Nine-year-old Trisha goes on a nature hike on a stretch of the Appalachian Trail with her mother and teenage brother. She demonstrates her lack of awareness that she is a character in a Stephen King novel as she ducks quickly off the path to take a bathroom break, takes what she thinks is a shortcut to catch up with her family and ends up, well, a little bit lost.

Let the horrors begin.

A film adaptation directed by George Romero was planned but is stuck in Development Hell. Also of note is an illustrated pop-up book version of the story released in 2004.

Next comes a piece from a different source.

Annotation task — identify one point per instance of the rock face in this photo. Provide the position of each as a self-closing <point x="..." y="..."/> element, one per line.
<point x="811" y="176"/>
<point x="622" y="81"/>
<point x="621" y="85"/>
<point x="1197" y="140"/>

Tropes used in The Girl Who Loved Tom Gordon include:
  • Adult Fear: This is King in "horror is what could actually happen" mode. The book occasionally takes short breaks from Trish's ongoing nightmare to see how her parents and brother are dealing with theirs.
  • Baseball: Trisha's favourite sport and listening to a game on her Walkman helps her keep her sanity.
  • Break the Cutie: Kind of the entire point...
  • Bug Buzz: Bugs are a running theme. The flies around the dead deer, crickets, wasps...
  • Cool, Clear Water: Subverted; Trisha drinks some Cool Clear Water when she runs out of her bottled water. It causes a severe bout of vomiting and diarrhea, although she luckily manages to get over it relatively quickly. Less fortunately, that appears to because it weakened her system enough that she got a worse illness, and her body just gave up on purging the toxins..
  • Daddy's Girl: Trisha.
  • Don't Go in The Woods
  • Everything's Worse with Bears: The story is set in the Appalachian woods.
  • Fan Girl: Trisha is one to her favourite baseball player, Tom Gordon.
  • Gosh Hornet: She gets stung all over by some evil Wasps
  • Hearing Voices: The Insanity Berry flavour.
  • Heroic BSOD: But she recovers. Kids are resilient that way.
  • It Got Worse
  • Maybe Magic, Maybe Mundane
  • Nature Is Not Nice: The only real enemy Trisha faces is the cruelty of nature. Or it could be an evil forest spirit.
  • Nobody Poops: Averted. Particularly after a very dehydrated Trisha gorges herself after she finally discovers a stream.
  • Stay on the Path: Trisha did not, unfortunately.
  • Swamps Are Evil: Making her way through one swamp leaves Trisha so traumatised that when she stumbles across another she can't face the prospect and turns back, not realising that beyond the second swamp lies safety.
  • Tantrum Throwing: Trisha's initial reaction when she realises just how dire her situation is. Justified in that she's nine years old, terrified and alone.
  • Through the Eyes of Madness: The creature that stalks Trisha, and eventually confronts her at the book's climax: is it just a black bear, distorted by her fear and her fever-induced hallucinations? Or is it really the supernatural horror, the "God of the Lost" she imagined it to be as it stalked her, and during her mental duel with it? Just to toy with you, the novel has someone else witness it who seems to provide the objective truth of it being a black bear... then it turns out he thought it was something else for a moment, too, and he's a drunk and no more reliable.
  • Unintentional Period Piece: Due to the fact that Tom Gordon was, at the time, the closer for the Boston Red Sox. He would shortly thereafter fall out of baseball for awhile.
  • Wild Wilderness: The setting for the story.
  • The Worm That Walks: The herald of the God of the Lost, composed of innumerable yellow insects endlessly crawling over a yellowing, decayed human skeleton.